Both of my kids were born premature, my older son at 34 weeks and my younger son at 35 weeks. For both, I had strong signs of early labor about two or three weeks before they came, and I was given a steroid injection to help with fetal lung development. Both were born with no breathing problems. When the doctor proposed this option with my first, she basically said there were no downsides of doing it, and, besides a couple of restless nights while I was on steroids, I haven’t noticed any. With my second, I asked if I should get the shot, and the doctor (a different one) agreed. Does this really have basically no downsides? If so, why isn’t it routine practice to give to women at, say, 31 or 32 weeks “just in case”?
—I only have preemies
Steroid injections for threatened preterm birth are one of the strongest evidence-based recommendations we have. There are literally dozens of randomized trials showing that this treatment can reduce the risk of respiratory distress syndrome in neonates and decrease infant mortality. The treatment you got in both cases was spot-on correct given when your labor signs started.
There are a couple of reasons why it would not make sense to give this routinely.
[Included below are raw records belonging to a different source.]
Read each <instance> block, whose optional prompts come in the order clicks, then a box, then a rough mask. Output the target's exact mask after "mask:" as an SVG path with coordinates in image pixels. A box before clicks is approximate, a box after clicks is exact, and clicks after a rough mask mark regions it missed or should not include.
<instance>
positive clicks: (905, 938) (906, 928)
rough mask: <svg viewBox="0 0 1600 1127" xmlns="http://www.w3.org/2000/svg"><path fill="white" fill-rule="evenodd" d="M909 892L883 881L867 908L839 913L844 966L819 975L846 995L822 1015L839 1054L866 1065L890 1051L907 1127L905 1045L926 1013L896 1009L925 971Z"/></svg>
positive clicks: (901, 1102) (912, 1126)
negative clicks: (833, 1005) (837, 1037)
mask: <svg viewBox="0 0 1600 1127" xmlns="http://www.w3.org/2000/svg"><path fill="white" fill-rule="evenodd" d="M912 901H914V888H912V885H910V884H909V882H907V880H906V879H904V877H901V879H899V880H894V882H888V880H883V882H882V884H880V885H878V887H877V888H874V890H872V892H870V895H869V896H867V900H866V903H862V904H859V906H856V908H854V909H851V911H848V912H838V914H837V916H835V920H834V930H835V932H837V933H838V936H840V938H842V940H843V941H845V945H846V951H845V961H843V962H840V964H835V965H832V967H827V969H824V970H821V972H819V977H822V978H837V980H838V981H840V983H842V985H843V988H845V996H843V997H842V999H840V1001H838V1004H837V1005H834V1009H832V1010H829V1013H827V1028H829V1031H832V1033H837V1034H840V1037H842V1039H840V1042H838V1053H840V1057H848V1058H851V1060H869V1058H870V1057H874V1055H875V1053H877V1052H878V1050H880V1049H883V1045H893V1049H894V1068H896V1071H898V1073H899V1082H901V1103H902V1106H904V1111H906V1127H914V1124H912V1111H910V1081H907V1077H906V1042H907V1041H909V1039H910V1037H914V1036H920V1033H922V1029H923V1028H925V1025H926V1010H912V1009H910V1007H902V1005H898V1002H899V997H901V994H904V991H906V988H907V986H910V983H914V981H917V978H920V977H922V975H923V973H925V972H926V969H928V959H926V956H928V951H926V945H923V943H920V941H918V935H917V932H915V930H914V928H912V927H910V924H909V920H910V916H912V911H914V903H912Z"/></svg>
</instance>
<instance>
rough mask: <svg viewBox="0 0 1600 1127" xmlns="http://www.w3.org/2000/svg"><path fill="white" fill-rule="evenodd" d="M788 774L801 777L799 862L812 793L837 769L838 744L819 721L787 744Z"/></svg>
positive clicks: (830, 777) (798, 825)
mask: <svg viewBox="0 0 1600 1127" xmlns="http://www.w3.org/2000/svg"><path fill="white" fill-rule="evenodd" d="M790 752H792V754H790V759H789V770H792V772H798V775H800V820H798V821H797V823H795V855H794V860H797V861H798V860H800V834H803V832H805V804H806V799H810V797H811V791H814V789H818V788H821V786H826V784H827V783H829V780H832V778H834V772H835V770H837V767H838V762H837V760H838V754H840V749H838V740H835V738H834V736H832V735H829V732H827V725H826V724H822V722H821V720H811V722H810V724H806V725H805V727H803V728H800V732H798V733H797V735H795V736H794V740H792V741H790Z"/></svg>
First, the benefits of the injection are short-lived, beginning around 24 hours after injection and ending about seven days later. That is to say: this isn’t a hack to make the lungs develop faster; it’s a treatment to improve the short-term functioning of the lung tissue that babies have. If you got this shot at 31 weeks, it would only provide benefits through 32 weeks, and since almost no one is giving birth at that time, there would be little value.
Second, there are some concerns about possible long-term impacts, especially in neurological development. These concerns are subtle, and it’s not clear what is causal. For babies born preterm, treatment with steroids before birth seems to improve neurodevelopmental outcomes. This makes sense, given that it improves breathing and lowers the risk of serious complications in the neonatal period.
For babies who are born at term, though — these would be infants whose moms were treated with steroids but then birth occurred at full term — there is some evidence of a small increase in learning disabilities and other developmental issues. These effects are small and may not be causal. Further, randomized data on steroids even close to term (34 to 36 weeks) does not show cognitive effects.
However: the concerns are consistent enough that the treatment is reserved for cases where we know it is beneficials, which is when preterm labor seems likely.